Another interesting direction to pursue is totally real fields. Around 2001, Zhang generalized some of the Gross-Zagier formula and also some of Kolyvagin's Euler system to this setting.  A natural Ph.D. (?) project is to generalize enough to state an analogue of Kolyvagin's conjecture, then verify the conjecture in at least one case of a curve of rank 2. This will inevitably involve Hilbert modular forms, and certain explicit computation with quaternion algebras over a totally real field. Currently all existing code in this direction is in Magma, so step 1 is to understand enough of the recent work of Voight and Dembelle to implement open source code in Sage (it appears neither Dembelle or Voight have any plans to do this, unfortunately). But for this project doing only one single verification of Kolyvagin means that one doesn't have to write very general code, so this should be much easier than a general implementation (which would likely take at least a year fulltime work). Probably my Ph.D. student Aly Deines will take on this project.

I will close this blog post with some remarks about the whole point of this line of investigation. In first learned about Kolyvagin's conjecture from Christophe Cornut back in 2001 when we were both B.P. Assistant Professors at Harvard together. At the time, I think Christophe was perhaps trying to prove the conjecture, maybe using similar tools (e.g. Ratner's theorem) to what he used to prove Mazur's conjecture on nontriviality of Heegner points. I only wondered about verifying the conjecture in a few cases later in 2007, since I started wondering about BSD for rank 2 curves, and it is natural to wonder whether or not Kolyvagin's approach just falls apart for rank 2 or not. (Answer: it doesn't!) Anyway, I stumbled on a way of checking the conjecture computationally in specific cases, and this has led to some potentially interesting questions and results that explain the computations. Also, one gets a new algorithm to compute something about Selmer groups, which applies in some cases where p-adic techniques don't, e.g. additive primes.

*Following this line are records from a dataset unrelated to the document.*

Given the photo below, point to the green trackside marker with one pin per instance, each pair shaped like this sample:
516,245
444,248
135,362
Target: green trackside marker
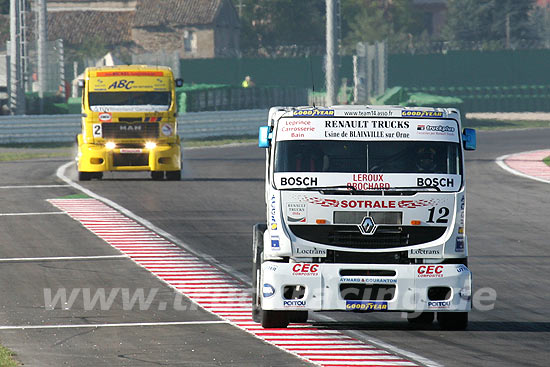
75,196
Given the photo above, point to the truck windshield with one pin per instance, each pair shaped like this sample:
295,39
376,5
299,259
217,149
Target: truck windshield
368,157
98,99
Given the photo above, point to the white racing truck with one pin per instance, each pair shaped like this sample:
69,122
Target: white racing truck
365,213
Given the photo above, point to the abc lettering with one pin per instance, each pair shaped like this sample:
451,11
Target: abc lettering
443,182
305,268
430,269
121,84
306,181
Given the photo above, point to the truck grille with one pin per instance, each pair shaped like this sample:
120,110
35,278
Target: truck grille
130,159
351,237
123,130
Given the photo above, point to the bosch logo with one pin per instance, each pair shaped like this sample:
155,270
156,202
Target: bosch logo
367,226
430,271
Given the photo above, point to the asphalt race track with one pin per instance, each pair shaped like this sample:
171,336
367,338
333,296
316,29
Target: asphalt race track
212,211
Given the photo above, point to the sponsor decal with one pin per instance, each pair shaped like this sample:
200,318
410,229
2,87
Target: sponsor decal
154,119
294,303
166,130
130,73
268,290
275,246
435,181
296,212
130,150
364,124
121,84
305,269
305,181
314,112
105,117
367,280
311,252
366,306
459,247
439,304
371,204
271,267
425,251
430,271
273,213
367,181
421,113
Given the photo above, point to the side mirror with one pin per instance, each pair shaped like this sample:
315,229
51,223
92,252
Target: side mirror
469,139
264,137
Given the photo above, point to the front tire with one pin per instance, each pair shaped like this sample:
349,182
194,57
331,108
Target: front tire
157,175
84,176
257,255
453,320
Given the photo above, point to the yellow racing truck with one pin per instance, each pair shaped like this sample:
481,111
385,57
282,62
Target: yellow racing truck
129,122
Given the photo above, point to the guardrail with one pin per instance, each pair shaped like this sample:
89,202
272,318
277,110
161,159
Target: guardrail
191,125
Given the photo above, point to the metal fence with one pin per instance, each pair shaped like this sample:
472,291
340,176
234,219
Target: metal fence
193,125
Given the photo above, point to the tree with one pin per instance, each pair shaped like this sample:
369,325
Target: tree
489,21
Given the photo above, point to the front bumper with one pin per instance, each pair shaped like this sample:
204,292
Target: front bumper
96,158
321,287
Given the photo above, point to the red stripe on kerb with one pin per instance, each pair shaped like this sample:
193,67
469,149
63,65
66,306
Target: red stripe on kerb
130,73
217,292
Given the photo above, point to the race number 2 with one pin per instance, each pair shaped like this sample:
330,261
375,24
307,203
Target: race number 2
97,132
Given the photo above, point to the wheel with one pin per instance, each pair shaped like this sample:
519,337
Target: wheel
299,317
157,175
85,176
422,318
453,320
275,319
257,251
173,175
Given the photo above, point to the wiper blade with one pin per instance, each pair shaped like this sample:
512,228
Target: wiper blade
322,189
419,188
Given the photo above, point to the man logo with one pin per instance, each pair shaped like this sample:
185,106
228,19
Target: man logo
367,226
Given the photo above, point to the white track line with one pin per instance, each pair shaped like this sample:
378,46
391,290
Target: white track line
313,339
28,214
126,324
63,258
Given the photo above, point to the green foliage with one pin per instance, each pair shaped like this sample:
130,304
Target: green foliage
486,21
268,23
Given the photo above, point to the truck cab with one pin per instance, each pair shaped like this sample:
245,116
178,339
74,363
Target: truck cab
129,122
365,213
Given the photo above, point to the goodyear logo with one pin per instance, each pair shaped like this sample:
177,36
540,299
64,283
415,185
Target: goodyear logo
315,112
366,306
421,114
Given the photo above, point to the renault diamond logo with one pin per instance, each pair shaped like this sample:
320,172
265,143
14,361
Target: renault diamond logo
367,226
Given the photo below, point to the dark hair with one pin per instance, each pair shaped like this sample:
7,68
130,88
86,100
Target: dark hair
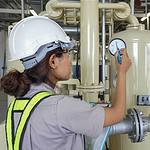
18,84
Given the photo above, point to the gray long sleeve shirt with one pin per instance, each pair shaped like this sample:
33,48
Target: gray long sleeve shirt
59,122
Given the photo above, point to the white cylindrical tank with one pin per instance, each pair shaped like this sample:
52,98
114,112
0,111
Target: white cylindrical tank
137,82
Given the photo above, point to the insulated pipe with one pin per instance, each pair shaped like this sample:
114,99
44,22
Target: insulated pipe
89,53
103,43
54,8
22,9
132,20
73,4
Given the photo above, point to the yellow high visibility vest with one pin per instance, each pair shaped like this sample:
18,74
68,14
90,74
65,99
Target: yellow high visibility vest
26,106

I personally do not think anything mentioned above will prove Kolyvagin's conjecture in general. I.e. the above techniques are very unlikely to say anything much about the question that Cornut was attacking back in 2001. I published in IMRN a (fairly naive and formal!) conjectural analogue of the Gross-Zagier formula for arbitrary rank. This is in a totally diffent direction to the work of Zhang, Yang, etc. generalizing Gross-Zagier.  A "suitably form" of this conjectural formula does imply Kolyvagin's conjecture (and the full Birch and Swinnerton-Dyer rank conjecture). I personally think the most likely way in which Kolyvagin's conjecture will be proved is that somebody will prove something nontrivial toward the above mentioned generalization of Gross-Zagier.